Drug Treatment Center Regulations On Thousand Oaks Council Agenda
The city wants to put "something in the books" about zoning and permitting requirements for the treatment centers. Elsewhere, Oceanside's city council passed an ordinance to help combat its problem with synthetic drugs, Simi Valley moves toward banning personal cultivation of medical marijuana and Kern County equips its deputies with naloxone.
The Ventura County Star:
Thousand Oaks To Consider Regulations On Large Drug Treatment Centers
Land use and other regulations concerning certain kinds of drug abuse treatment facilities will be discussed by the Thousand Oaks City Council on Tuesday. The city doesn't have zoning and permitting requirements for large treatment facilities. If the council approves the proposal passed by the Planning Commission last month, such facilities would be able to operate with a special permit in land use zones designated as public, commercial office, rural and hillside development. (Leung, 2/23)

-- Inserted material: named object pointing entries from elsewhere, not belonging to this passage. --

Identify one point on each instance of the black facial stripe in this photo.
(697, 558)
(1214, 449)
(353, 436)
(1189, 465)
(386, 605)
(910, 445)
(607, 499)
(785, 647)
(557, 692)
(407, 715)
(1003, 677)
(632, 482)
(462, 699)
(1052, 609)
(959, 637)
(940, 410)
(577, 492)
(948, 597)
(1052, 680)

The San Diego Union Tribune:
Oceanside To Crack Down On 'Synthetic Drugs'
Selling, marketing or possessing synthetic drugs commonly called “spice” or “fake weed” will soon be illegal in Oceanside. City police officials say they’ve noticed a increase in the number of crimes related to the cheaply-made drugs, sometimes sold openly at gas stations, head shops and small convenience stores. (Sifuentes, 2/23)
The Ventura County Star:
Simi Valley Council Moves To Ban Personal Cultivation Of Medical Marijuana
Despite impassioned, sometimes angry pleas from medical marijuana advocates to allow personal cultivation of the plant, a divided Simi Valley City Council this week took the first step to ban it. The council introduced an ordinance after about 25 speakers implored it in a sometimes raucous, unruly hearing not to criminalize personal cultivation. Many of them were medical marijuana users who spoke of the healing powers of cannabis. (Harris, 2/23)
KCSO Develops Nasal Naloxone Program In Hopes Of Reducing Opioid Overdoes Deaths In KC
The Kern County Sheriff's Department is training and equipping deputies with Nasal Naloxone (Narcan) in hopes of reducing the number of deaths caused by opioid (morphine, codeine, oxycodone, methadone, vicodin, meth) overdoses. According to KCSO there are 680 law enforcement agencies nationwide that have a Narcan program, three of which are in California. KCSO will become the fourth department in California to carry Nasal Naloxone (Narcan). (Harrington, 2/23)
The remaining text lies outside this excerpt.